Chicken Scratch (The Sisters, Texas Mystery Series Book 1)
Page 17
To his credit, he snapped his arm down to his side and his demeanor immediately changed. “I’m sorry, Maddy,” he said with all sincerity. “I know your husband has only been gone for a few months. I meant no disrespect.”
“This has nothing to do with me being newly widowed. I ran into Shannon today,” Madison announced abruptly, watching how he reacted to the news. She expected chagrin, or at least surprise. His handsome face displayed neither. With a slight frown, she kept pushing, “Did you know my daughter is spending the night with your daughter?”
“Really?

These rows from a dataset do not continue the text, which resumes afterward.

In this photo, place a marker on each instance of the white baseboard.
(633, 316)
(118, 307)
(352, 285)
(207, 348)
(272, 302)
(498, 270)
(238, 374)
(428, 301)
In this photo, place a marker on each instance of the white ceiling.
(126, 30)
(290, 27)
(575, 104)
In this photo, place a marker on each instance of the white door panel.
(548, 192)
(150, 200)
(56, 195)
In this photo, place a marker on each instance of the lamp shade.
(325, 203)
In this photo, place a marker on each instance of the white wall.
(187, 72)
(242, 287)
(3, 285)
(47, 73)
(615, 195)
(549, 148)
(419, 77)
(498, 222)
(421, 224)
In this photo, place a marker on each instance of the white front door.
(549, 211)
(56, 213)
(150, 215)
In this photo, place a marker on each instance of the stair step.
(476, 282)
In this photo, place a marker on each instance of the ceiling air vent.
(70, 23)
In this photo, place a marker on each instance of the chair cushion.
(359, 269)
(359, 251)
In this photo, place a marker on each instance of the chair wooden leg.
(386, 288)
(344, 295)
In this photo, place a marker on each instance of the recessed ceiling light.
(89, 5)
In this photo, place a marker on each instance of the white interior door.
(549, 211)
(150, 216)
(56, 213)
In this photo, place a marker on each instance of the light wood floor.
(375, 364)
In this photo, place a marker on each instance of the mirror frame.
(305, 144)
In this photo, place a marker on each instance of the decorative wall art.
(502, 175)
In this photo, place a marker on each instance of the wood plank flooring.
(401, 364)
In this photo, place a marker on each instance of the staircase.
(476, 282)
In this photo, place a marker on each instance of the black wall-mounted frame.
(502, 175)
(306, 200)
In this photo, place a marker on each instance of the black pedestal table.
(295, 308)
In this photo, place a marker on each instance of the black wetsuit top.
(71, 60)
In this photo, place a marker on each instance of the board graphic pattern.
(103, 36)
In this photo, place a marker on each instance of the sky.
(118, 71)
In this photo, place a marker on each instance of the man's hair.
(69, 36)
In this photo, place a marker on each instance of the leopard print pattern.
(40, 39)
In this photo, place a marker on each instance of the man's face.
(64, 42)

I’ve got the night shift, so I haven’t talked to her today.” Maddy was confused by the look of satisfaction that touched his face as he nodded with approval. “But that’s good. I’m glad our girls like each other. And Bethani seems like a great kid.” A smile slipped into his words. He leaned closer, bumping his arm gently against hers. “Just like her mother.”
Madison jerked away. “Brash deCordova, how dare you!”
The lighting was dim, but she saw his brows draw together in confusion. “I don’t understand. You said this wasn’t about me rushing you.”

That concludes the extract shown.